Dans le cas qui nous occupe, l'action du médecin coordonateur s'inscrira dans la durée et aura une véritable dimension de santé publique. Il me paraît donc préférable que ce médecin figure sur une liste établie par les autorités sanitaires compétentes après, bien sûr, avoir recueilli l'avis du procureur de la République.
M. le président. Personne ne demande la parole ?...
Je mets aux voix les amendements identiques n°s 11 et 33, repoussés par le Gouvernement.

(Les amendements sont adoptés.)
M. le président. Par amendement n° 12, M. Jolibois, au nom de la commission, propose de rédiger comme suit la seconde phrase du deuxième alinéa (1°) du texte présenté par l'article 6 pour l'article L. 355-33 du code de la santé publique : « En cas de désaccord persistant sur le choix effectué, le médecin est désigné par le juge de l'application des peines. »
La parole est à M. le rapporteur.
M. Charles Jolibois, rapporteur. L'article 6 prévoit la désignation par le juge de l'application des peines d'un médecin coordonnateur, lequel est chargé d'inviter le condamné à choisir un médecin traitant. Ce choix est soumis à l'accord du médecin coordonnateur. Il importe, en effet, que le médecin coordonnateur ait un droit de regard. Si le condamné qui est soumis au suivi socio-judiciaire choisit un médecin traitant qui n'est pas du tout compétent pour le guérir, ou du moins essayer de le soigner, le médecin coordonnateur doit pouvoir intervenir.
Cela étant, les médecins et surtout le Conseil national de l'ordre des médecins et les organisations de psychiatres se sont inquiétés du problème posé par le droit d'opposition que l'on veut donner au médecin coordonnateur.
Nous proposons donc de revenir à la solution qui avait été proposée par la commission des lois en première lecture, à savoir que, « en cas de désaccord persistant sur le choix effectué, le médecin est désigné par le juge de l'application des peines. »
Cette solution conduira en effet à un dialogue en cas de désaccord entre le patient et le médecin coordonnateur, le juge de l'application des peines n'intervenant qu'en dernier recours.
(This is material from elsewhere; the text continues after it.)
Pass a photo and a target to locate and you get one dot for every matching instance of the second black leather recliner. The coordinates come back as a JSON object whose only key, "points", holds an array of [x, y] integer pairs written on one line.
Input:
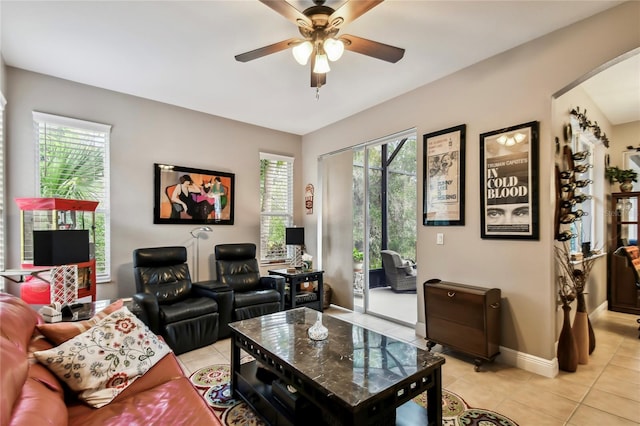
{"points": [[253, 295], [172, 307]]}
Elle supprime le « droit de veto » du médecin coordonnateur, qui a tant inquiété les médecins, sans pour autant permettre au condamné de choisir n'importe qui.
M. le président. Quel est l'avis du Gouvernement ?
Mme Elisabeth Guigou, garde des sceaux. Je comprends tout à fait la préoccupation de la commission et de son rapporteur. Toutefois, comme je l'ai indiqué en première lecture, il ne me semble pas possible de toucher à la liberté de choix du médecin traitant.
Il ne faut pas perdre de vue, bien entendu, qu'en cas de désaccord entre le médecin coordonnateur et le condamné sur le choix du médecin traitant, le juge de l'application des peines devra de toute façon intervenir. Mais son intervention est de l'ordre du rappel à la loi et ne peut concerner que la mesure judiciaire elle-même.
Ainsi, si le désaccord devait persister dans des conditions qui remettent en cause le principe même du suivi socio-judiciaire, la solution consisterait alors soit à mettre à exécution, en tout ou partie, la sanction pénale, soit, le cas échéant, à désaisir le médecin coordonnateur s'il était avéré que le blocage lui est imputable.
M. le président. Personne ne demande la parole ?...
Je mets aux voix l'amendement n° 12, repoussé par le Gouvernement.

(L'amendement est adopté.)
M. le président. Personne ne demande la parole ?...
Je mets aux voix, modifié, le texte proposé pour l'article L. 355-33 du code de la santé publique.